If questionable then I pressure can.
As to Leanans statement on energy. Its easy to do outside with a wood fire. With waterbath all you are really doing in most cases is creating a vacumn to seal the lids.
Botulism and salmonella prone foods need the higher heat (via pressure) to destroy the spores and such. But with greenbeans many did not pressure can in the older times but just cooked them a long time to destroy whatever might possibly be tainted and thats IMO why country food like greenbeans are very throughly cooked down here. To be sure no getting sick. That translated so most southern cooking is highly seasoned with jowl,fatback or bacon and cooked extra long.
Canning is a lot of fun. You get great satisfaction from seeing all those nice jars full of healthy food and no middle men involved ,except for flats(lids),everything else you saved.
You can also ferment foods. Very healthy too.
I know you are aware of all this Todd but just using your post to speak on the subject.
However even here in the rural outback many (most) do not can food anymore. They go to Walmarts or whatever. Just lazy or the younger folks just don't care to. Having never had to do it before.
Blue Ball puts out and excellent book. Also 'Putting Foods By' is very good.
I ferment,can,dehydrate and freeze. I just dehydrate fruit and tomatoes,,some peppers. I usually also grow my own spices. Garlic,oregano,basil,sage and so forth.
Its the only way to go.
Today I brought a sack of cane sugar. Now they are putting it in 4 lb sacks and charging $2.49...no more 5 lb sacks I guess, so I went and brought a 25 lb sack for $5.00 at Sams Club.

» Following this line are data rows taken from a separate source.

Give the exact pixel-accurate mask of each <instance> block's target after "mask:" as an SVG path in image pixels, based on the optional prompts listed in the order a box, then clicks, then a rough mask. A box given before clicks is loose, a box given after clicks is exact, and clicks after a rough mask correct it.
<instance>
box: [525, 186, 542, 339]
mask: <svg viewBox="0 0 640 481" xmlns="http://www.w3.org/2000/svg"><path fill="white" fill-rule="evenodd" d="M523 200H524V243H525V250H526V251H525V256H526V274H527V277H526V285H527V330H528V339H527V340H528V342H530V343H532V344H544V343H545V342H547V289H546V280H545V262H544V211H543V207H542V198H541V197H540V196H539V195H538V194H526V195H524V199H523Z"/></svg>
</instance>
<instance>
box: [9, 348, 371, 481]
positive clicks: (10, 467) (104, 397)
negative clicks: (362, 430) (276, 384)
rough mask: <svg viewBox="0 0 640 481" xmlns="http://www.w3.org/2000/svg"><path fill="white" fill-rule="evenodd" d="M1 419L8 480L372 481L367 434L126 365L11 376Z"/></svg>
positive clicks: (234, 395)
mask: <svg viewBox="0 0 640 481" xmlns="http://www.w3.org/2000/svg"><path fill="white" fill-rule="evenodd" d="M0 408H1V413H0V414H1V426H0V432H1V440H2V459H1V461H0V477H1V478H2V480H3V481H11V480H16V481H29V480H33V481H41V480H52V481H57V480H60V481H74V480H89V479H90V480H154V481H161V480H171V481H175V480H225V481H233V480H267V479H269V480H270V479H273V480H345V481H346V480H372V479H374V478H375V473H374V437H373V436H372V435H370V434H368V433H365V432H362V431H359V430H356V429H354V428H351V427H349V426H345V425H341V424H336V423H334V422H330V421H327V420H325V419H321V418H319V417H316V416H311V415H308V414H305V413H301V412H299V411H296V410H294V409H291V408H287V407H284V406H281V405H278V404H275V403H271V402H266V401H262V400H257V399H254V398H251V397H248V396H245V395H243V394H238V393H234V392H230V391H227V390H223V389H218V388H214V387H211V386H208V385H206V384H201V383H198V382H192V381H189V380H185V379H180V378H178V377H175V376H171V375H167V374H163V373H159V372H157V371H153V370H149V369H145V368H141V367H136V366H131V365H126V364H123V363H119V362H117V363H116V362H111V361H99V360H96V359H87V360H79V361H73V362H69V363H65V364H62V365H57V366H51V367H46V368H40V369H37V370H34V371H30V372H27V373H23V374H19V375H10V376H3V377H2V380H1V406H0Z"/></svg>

The merchants are starting to rape us with food prices. How is it that Sams Club can sell 25 lbs of sugar for $5 yet the grocery stores charge half that for 4 lbs? This tells me they are really screwing the public.
Thats one reason I preserve my own garden produce.
Next year,chaos suspended a bit I will bring up a hive of bees. Build my supers and uppers this winter. Then I won't need their sugar anymore.
I don't find canning a chore. Sit out on the porch with a fish cooker fired by propane,some mixed drinks and a good cigar and easy chair. Not that much work. Preparing the food is a tad of work. Cleaning cutting etc.
I can put up 3 canner loads easy before the day heats up. Two huge burners on my fishcooker brings them up to high temp fairly fast. I have a 500 gal propane tank I own and am going to rent another. Just using it for cooking I think I can get 5 to 10 years out of 1,000 gallons.
Airdale
http://en.wikipedia.org/wiki/Clostridium_botulinum
Each of the seven subtypes of C. botulinum produces a different botulin toxin.[3] These are labeled with letters and are called A to G types. Types C and D are not human pathogens. A "mouse protection" test determines the type of C. botulinum present using monoclonal antibodies.
In the United States, outbreaks are primarily due to types A or B, which are found in soil, or type E, which is found in fish. Optimum temperature for types A and B is 35-40° C. Minimum pH is 4.6. It takes 25 min at 100°C to kill these types. Optimum temperature for type E is 18-25°C. Minimum pH is 5.0. It takes about 0.1 minute at 100°C to kill type E C. botulinum.